Puzzling Download Attack on my Celestia Server

[maxim]

Hi to all,

Yesterday between 6:00 UTC and 8:00 UTC someone caused about 10 GBytes of traffic on my Celestia Download Server. This is a bit weird, because the biggest Addon Collection I host is about 35 MBytes, and all hosted files together sum up to about 180 MBytes. I've set a monthly traffic limit of 5 GBytes to this server which is fairly enough, because the usual monthly traffic for Celestia downloads is about 2-4 GBytes. Due to the limit my server complained and thus brought the whole thing to my attention.

My investigation hat the following results:

- All traffic was caused by one adress: 203.156.213.126
- All traffic was caused on 2007-05-24 6:05 UTC - 7:45 UTC
- This adress could not be resolved to a domain name.
- whois listet the following owner for the adress:

ShangHai Global Network Co.Ltd
F4, No.1465, West Beijing Road,
Shanghai, 200040, China

- Most of my hosted files had been downloaded up to 50 times from that adress.
- Download start times where within seconds for one single filename.
- The used OS and webclient were identified as: Mozilla/4.0 (compatible; MSIE 5.00; Windows 98 )
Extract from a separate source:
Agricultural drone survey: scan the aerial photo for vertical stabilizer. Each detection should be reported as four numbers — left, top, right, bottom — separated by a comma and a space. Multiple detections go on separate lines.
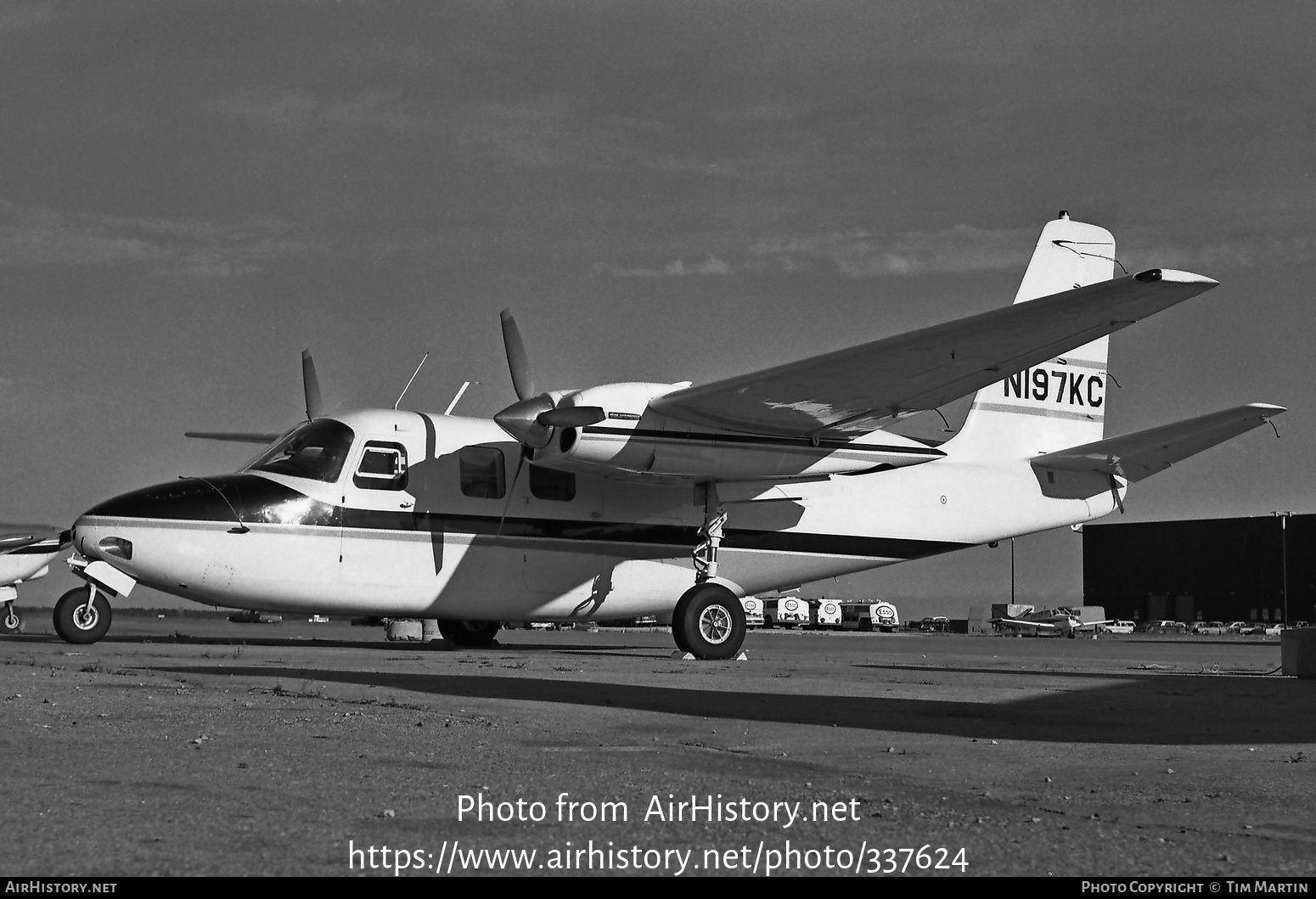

I wouldn't post this, if a similar incident hadn't took place last month, when about 7 GBytes of traffic where requested from a single adress in Shanghai. So my questions are:

Has anyone of you observed similar events on his server traffic, or am I the only one? Is this a peak caused by a certain publication about Celestia, are these dumb kids or is this a real attack?

Thanks in advance for your answers.

maxim

[selden]

The Web server at the lab where I work has had similar things happen. As best we can tell it's often a side effect of some types of network problems causing problems for some download accelerators. When it happens, the easiest solution seems to be to block access for the IP address causing the problem.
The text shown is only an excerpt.